The magnesium content in the ink jet recording liquid was 6.1 ppm as by Atomic absorption spectroscopy was measured. The own T 1 to T 5 of this ink jet recording liquid were in the same Way as examined in Example 1b. At T 1 occurred unsolvably Liche parts in the ink jet recording liquid after its one-month storage on. At T 2, the jetting of the ink jet recording liquid often stopped what a change (increase) in the operating voltage is required te. With microscopic observation of the surface of a Heating head you saw a brown deposit on it stuck. At T 3 caused the to stand for one month Ink jet recording liquid nozzle clogging, and it has been found that Ejection of the ink jet recording liquid was unstable.

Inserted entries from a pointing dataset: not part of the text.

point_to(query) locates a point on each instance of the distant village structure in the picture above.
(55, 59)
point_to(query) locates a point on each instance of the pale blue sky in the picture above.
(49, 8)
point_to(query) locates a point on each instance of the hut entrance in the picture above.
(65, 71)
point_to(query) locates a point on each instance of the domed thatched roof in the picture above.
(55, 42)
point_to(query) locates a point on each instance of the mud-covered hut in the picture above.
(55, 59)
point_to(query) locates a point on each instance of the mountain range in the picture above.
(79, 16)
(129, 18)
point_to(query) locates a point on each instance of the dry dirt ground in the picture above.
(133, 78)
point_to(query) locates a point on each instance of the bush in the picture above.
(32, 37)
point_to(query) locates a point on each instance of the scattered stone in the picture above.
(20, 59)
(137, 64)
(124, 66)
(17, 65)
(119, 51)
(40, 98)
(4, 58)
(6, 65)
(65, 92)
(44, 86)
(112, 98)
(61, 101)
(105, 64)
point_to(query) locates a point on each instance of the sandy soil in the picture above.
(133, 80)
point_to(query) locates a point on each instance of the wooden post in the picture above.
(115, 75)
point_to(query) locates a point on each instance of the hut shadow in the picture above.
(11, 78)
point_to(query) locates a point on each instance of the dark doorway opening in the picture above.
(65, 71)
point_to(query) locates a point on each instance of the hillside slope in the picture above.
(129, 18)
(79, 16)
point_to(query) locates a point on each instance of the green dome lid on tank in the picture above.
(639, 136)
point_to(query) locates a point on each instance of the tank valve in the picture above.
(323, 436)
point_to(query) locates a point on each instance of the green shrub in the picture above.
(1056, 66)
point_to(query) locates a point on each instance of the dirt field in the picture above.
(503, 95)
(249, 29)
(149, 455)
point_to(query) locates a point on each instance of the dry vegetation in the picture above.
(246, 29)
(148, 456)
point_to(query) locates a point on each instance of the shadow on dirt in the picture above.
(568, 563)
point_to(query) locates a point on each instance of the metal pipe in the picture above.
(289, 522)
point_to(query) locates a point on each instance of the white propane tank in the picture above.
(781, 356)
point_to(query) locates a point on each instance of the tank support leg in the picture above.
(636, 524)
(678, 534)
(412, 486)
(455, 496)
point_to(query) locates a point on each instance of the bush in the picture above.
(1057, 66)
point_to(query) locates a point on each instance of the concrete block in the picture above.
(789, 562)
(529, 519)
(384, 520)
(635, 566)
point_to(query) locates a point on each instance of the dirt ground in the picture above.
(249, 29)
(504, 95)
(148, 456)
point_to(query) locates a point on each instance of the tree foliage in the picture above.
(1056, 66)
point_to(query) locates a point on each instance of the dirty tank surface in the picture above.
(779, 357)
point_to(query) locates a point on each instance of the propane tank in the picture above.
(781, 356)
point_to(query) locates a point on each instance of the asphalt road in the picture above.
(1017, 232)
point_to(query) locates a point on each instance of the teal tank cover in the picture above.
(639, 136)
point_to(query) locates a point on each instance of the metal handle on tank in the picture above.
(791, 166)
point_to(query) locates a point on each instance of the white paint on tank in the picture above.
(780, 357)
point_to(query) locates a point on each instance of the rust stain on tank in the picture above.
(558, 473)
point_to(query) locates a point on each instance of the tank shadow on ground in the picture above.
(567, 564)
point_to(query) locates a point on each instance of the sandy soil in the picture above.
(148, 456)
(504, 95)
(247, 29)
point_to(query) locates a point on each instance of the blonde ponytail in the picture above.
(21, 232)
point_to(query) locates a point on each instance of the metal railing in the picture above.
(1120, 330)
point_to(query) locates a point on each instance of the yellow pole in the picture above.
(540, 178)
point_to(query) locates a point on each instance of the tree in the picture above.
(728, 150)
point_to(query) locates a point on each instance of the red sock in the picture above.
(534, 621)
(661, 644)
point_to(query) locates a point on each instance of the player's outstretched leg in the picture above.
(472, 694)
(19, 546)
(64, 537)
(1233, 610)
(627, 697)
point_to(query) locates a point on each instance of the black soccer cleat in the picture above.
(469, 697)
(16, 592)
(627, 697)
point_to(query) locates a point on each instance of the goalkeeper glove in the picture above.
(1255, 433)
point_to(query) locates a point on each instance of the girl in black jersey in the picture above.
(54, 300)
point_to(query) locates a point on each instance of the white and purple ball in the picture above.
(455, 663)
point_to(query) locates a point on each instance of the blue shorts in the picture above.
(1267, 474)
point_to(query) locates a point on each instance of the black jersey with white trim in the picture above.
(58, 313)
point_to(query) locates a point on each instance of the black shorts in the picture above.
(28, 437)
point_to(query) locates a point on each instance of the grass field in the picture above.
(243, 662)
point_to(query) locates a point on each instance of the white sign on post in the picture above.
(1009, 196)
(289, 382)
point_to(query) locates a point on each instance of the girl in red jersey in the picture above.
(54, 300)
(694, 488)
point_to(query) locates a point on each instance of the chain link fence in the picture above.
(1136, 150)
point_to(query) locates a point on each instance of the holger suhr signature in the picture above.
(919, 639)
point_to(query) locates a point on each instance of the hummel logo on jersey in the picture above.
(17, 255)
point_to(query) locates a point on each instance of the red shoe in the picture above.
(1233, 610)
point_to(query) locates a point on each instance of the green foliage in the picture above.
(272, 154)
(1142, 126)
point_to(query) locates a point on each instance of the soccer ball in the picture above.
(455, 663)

Furthermore, the above original color fabricated two ink jet recording liquids by simply the Katio exchange or electrostatic treatment added to the above treatment. The Magnesiumge hatl became 4.8 ppm in the former and 5.1 ppm in the latter found ink jet recording liquid. Results of the same Tests on T 1 through T 5 showed that the operating characteristics this ink jet recording liquid for practical use were sufficient, although it was found that in some Dimensions were improved when compared with that of the ink jet recording liquid were compared, which none of the above add has been suspended.  

Table 1a

Table 1b

Claims (3)

1. Using an aqueous ink jet recording liquid speed, consisting of a solution of 0.1 to 20 mass% of a water-soluble dye, the total content of two and higher quality metals from the group calcium, magnesium, man gan, iron, aluminum and silicon to 20 ppm or less and the magnesium content is set to 4 ppm or less, for ink jet recording systems in which to eject thermal energy is used in the recording liquid. 2. Use according to claim 1, characterized in that the Solution a mixture of water and a water-soluble orga African solvent contains. 3. Use according to claim 1 or 2, characterized net that the water is distilled water and / or by ions exchange is deionized water.